Methods: We led participants (n = 256) to believe that they were interacting online with a real person, while playing Dyad3D, a maze navigation game where players must work together to open doors and complete the levels. The diagnostic status of the other player for participants was manipulated, with participants randomly assigned to one of three conditions: a no disclosure condition, without diagnostic information; a dyslexia disclosure condition; and an autism disclosure condition. However, in all conditions participants were actually playing with an Agent programmed to behave exactly the same way across all interactions. A post-game questionnaire recorded participants’ self-reported perceptions of the interaction, including levels of coordination and helpfulness.
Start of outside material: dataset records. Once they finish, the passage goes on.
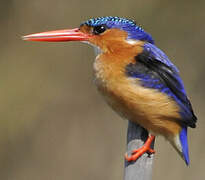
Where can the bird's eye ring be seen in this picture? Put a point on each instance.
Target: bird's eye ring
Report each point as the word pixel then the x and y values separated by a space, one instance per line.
pixel 99 29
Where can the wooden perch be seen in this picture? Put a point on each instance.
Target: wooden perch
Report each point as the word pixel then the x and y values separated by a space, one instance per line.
pixel 142 168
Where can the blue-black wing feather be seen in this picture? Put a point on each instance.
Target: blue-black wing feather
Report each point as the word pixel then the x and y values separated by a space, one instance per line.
pixel 156 71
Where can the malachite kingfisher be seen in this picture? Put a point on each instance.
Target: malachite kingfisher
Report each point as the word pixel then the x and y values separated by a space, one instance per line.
pixel 136 79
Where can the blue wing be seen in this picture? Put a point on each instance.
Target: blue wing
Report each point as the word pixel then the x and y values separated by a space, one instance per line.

Behavioural measures of participant activity in the game were also recorded, such as the mean distance from the Agent (coordination), and frequency of opening doors in the maze for the Agent (helpfulness).
Results: Our findings show that Dyad3D proved to be an efficient and viable method for creating a believable interaction (deception success rate >96%). Diagnostic disclosure of autism resulted in the Agent being perceived as more intelligent and useful, compared with either the no-diagnosis (p< .001) or dyslexia condition (p= .028). However, a comparison of self-reported helpfulness with in-game metrics showed no significant association between perception of helpfulness towards the Agent and actual helping behaviour towards the Agent (p= .667).
Conclusions: The findings suggest a “helping-bias”, whereby individuals who receive knowledge of another person’s diagnosis of autism over-estimate their own helpfulness towards the diagnosed individual. This finding highlights a risk that if autistic people claim they are not being helped adequately by non-autistic others, non-autistic others would not see such claims as having legitimacy.